Personal information
- Born: Nicola Val Cooney 1966 (age 59–60) Rotorua, New Zealand

Sport
- Sport: Diving

Medal record
Women's diving
Representing New Zealand
Commonwealth Games
| Bronze medal – third place | 1990 Auckland | 3 m springboard |

= Nicky Cooney =

New Zealand diver and police officer (born 1966)

Nicola Val Cooney (former married name Riordan; born 1966) is a New Zealand police officer and former diver. She represented her country at the 1986 and 1990 Commonwealth Games, winning a bronze medal at the latter. Since 2023, Cooney has been the Eastern Bay of Plenty area commander in the New Zealand Police.

==Early life and family==
Cooney was born in Rotorua in 1966, the daughter of Val and Denis Cooney. Her mother was a physical education teacher and her father owned a septic-tank company. She took up diving when she was eleven years old. She began her secondary education at Rotorua Girls' High School, but later became a boarder at Waikato Diocesan School in Hamilton to be able to train daily at the deep-water pool at the University of Waikato.

==Diving==
In 1982, Cooney was selected for the diving squad as part the New Zealand schools swimming team that competed at the Pacific Schools Games in Brisbane.

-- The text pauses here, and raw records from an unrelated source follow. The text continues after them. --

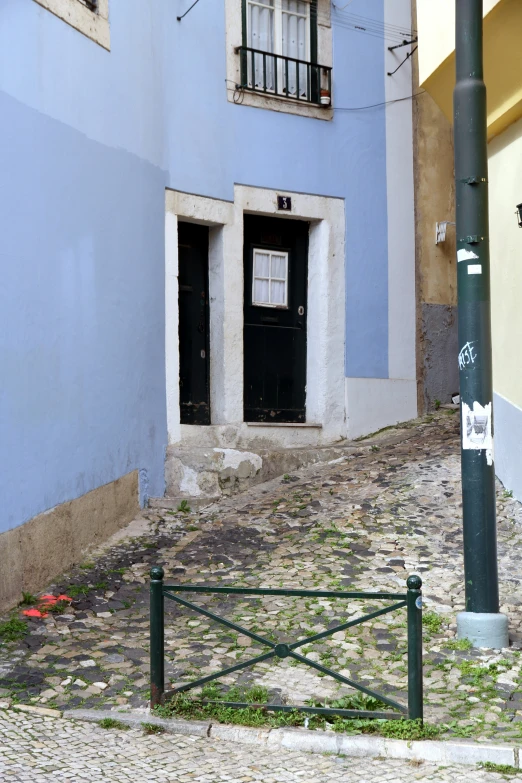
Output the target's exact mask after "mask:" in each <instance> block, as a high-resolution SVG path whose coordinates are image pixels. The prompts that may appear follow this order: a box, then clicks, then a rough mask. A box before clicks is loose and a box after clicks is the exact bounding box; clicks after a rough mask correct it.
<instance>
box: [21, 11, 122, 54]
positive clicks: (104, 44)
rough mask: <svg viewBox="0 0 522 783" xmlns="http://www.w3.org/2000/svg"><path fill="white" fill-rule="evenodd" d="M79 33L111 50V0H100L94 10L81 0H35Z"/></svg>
mask: <svg viewBox="0 0 522 783" xmlns="http://www.w3.org/2000/svg"><path fill="white" fill-rule="evenodd" d="M34 2H35V3H38V5H41V6H42V8H46V9H47V10H48V11H50V12H51V13H52V14H54V15H55V16H57V17H58V18H59V19H62V20H63V21H64V22H66V23H67V24H70V25H71V27H74V29H75V30H78V32H79V33H82V34H83V35H85V36H87V38H90V39H91V41H94V42H95V43H97V44H99V46H102V47H103V48H104V49H107V50H108V51H110V48H111V36H110V26H109V0H98V8H97V10H96V11H92V10H91V9H90V8H88V7H87V6H86V5H84V3H83V2H81V1H80V0H34Z"/></svg>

At the 1983 New Zealand national diving championships, Cooney finished second in both the women's open one-metre springboard and women's open tower events, and won the Hansells Trophy for the highest-scoring individual dive by an age-group competitor. She was subsequently named in the 15-strong New Zealand team to compete at the world age-group championships held in Hamilton later that year, where she placed eighth in the 15–17 girls' one-metre springboard competition.

In 1984, Cooney reached the qualification standard for the 1984 Olympic Games, but was not selected for the New Zealand team. However, she began competing on the North American diving circuit during the Northern Hemisphere summer. In early 1985, she was part of the four-person New Zealand team that competed in Australia at the Australia Day diving competition and at the Australia Games. In March that year, Cooney won the women's three-metre and tower titles at the New Zealand diving championships, and was runner-up in the women's one-metre springboard event.

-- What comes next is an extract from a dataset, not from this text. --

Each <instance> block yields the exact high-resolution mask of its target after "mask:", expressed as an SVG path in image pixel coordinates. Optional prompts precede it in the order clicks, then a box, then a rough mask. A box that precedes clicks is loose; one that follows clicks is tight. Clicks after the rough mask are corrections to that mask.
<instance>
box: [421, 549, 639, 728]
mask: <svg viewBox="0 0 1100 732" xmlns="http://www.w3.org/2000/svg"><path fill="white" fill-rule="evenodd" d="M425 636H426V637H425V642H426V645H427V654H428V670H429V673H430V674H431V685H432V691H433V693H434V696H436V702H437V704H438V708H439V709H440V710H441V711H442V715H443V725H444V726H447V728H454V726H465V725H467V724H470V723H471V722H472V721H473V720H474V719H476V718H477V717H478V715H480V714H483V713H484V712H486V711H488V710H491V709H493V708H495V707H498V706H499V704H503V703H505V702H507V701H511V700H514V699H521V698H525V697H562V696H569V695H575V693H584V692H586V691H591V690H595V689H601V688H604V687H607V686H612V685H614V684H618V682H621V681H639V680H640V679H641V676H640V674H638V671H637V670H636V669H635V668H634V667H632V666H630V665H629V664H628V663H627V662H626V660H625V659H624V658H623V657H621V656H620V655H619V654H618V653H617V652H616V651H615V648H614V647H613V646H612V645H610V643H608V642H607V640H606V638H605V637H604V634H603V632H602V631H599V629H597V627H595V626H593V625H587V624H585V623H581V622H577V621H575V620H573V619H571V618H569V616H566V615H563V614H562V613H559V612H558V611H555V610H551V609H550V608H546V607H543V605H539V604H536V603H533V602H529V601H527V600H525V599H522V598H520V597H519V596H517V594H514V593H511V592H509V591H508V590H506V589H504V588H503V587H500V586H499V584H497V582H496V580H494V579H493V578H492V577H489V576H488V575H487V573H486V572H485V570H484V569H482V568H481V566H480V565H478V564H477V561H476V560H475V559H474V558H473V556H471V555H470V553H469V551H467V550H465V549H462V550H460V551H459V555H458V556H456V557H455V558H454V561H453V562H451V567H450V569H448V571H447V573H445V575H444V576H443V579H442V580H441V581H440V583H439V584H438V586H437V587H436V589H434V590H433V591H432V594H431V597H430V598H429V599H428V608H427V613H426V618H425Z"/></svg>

In early 1986, Cooney was a member of the New Zealand team at the Southern Cross international diving series in Australia. At the New Zealand championships in March that year, she was injured while competing in the women's platform event and had to withdraw from the event. However, she recovered to win the three-metre springboard title. Later that year, Cooney competed in the three-metre springboard at the 1986 Commonwealth Games, finishing fifth with a score of 469.62, a New Zealand record score for the event, surpassing the record previously held by Ann Fargher.

In 1987, Cooney retained her national three-metre springboard title, and the following year she was again overlooked for selection to represent New Zealand at the 1988 Summer Olympics. In 1989, she competed at the FINA Diving World Cup in Indianapolis.

At the 1990 Commonwealth Games held in Auckland, Cooney competed in the women's one-metre springboard, in which she finished in eighth place, and the three-metre springboard event where she won the bronze medal. Also in 1990, Cooney was awarded the New Zealand 1990 Commemoration Medal.

==Police career==
In 1990, Cooney joined the New Zealand Police, and undertook a range of duties, including frontline and road policing. After taking a six-year break from the police, she returned and became head of the road policing team in Rotorua, before serving in various managerial roles at district headquarters. In 2023, Cooney was appointed Eastern Bay of Plenty area commander.